Entre os métodos mercantis, a adoção de currículos privados pelos sistemas públicos de ensino converte-se em um dos grandes modelos rentáveis aos grandes conglomerados da área de educação. Acumulam cada vez mais mercados e expandem seus negócios por meio das parcerias público-privadas.

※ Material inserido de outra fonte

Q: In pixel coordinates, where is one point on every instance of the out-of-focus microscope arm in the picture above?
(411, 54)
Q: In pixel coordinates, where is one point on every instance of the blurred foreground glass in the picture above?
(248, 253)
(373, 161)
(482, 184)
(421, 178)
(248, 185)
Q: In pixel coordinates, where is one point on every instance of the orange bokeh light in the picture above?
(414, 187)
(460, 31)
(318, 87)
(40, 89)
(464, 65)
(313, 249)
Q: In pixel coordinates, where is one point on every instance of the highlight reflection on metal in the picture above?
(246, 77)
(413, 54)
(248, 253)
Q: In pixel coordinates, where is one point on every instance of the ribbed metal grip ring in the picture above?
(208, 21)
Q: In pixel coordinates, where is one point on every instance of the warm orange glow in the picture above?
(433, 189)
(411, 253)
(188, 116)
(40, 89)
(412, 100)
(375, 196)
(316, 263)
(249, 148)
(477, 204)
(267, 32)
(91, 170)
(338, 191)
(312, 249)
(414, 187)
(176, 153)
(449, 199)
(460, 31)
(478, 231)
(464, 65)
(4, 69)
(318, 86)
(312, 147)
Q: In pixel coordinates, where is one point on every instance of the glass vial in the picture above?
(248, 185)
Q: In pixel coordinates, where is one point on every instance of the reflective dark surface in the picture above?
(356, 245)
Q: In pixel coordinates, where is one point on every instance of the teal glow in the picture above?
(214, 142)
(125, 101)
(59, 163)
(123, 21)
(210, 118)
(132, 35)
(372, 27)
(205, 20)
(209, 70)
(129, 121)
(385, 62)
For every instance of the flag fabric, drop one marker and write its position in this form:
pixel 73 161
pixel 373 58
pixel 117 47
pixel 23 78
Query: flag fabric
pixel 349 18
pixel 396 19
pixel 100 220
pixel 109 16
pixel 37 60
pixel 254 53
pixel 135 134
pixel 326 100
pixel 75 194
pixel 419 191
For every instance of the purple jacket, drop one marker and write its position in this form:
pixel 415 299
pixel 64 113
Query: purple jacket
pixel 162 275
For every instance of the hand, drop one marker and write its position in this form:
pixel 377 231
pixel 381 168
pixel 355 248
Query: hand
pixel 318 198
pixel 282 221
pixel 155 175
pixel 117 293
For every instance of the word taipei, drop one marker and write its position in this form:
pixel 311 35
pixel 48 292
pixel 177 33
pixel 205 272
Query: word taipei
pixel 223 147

Nessa perspectiva, Adrião, Damaso e Galzerano (2013), ao analisarem os municípios paulistas, com até 50 mil habitantes, que adotaram Sistemas Privados de Ensino pelas redes municipais, identificaram quatro aspectos que favoreceram esse processo:

  • i) Após o processo de descentralização da educação brasileira, via municipalização de sua oferta, durante a década de 1990 e diante das propostas de reformas da gestão pública (restrição de gastos, terceirização de serviços e o aumento da responsabilização - accountability), as empresas educacionais perceberam um grande filão nos municípios pequenos e pouco aparelhados (ADRIÃO; DAMASO; GALZERANO, 2013);

  • ii) As “alterações na gestão pública, orientadas por uma perspectiva gerencialista, materializada na Emenda Constitucional n. 19/1998” corroboraram “na propositura, a partir de 2001, da Lei Complementar n. 101/2000 (Lei de Responsabilidade Fiscal)”, que impactou negativamente na educação pública, sobretudo por meio do “controle dos gastos públicos por meio da restrição de gastos com pessoal” (ADRIÃO; DAMASO; GALZERANO, 2013, p. 437);

  • iii) Na busca pela ampliação de mercados, as empresas privadas que vendem produtos e serviços educacionais apresentam tendências de oligopolização, ao passo que “aceleram as fusões de empresas e a aquisição de marcas e grupos brasileiros por corporações multinacionais” (ADRIÃO; DAMASO; GALZERANO, 2013, p. 438);

  • iv) Na atualidade, a maioria dos gestores públicos e professores inicia a atua ção profissional nessa lógica privatizante e defende a continuidade do uso dos materiais apostilados, embora isso os impeça de planejarem e organizarem a rotina de seu trabalho. Há, assim, uma adesão aos discursos neotecnicistas, ou seja, a defesa de que a organização do trabalho terá maior eficiência, além de sanar as deficiências do professor e maximizar os efeitos de sua intervenção.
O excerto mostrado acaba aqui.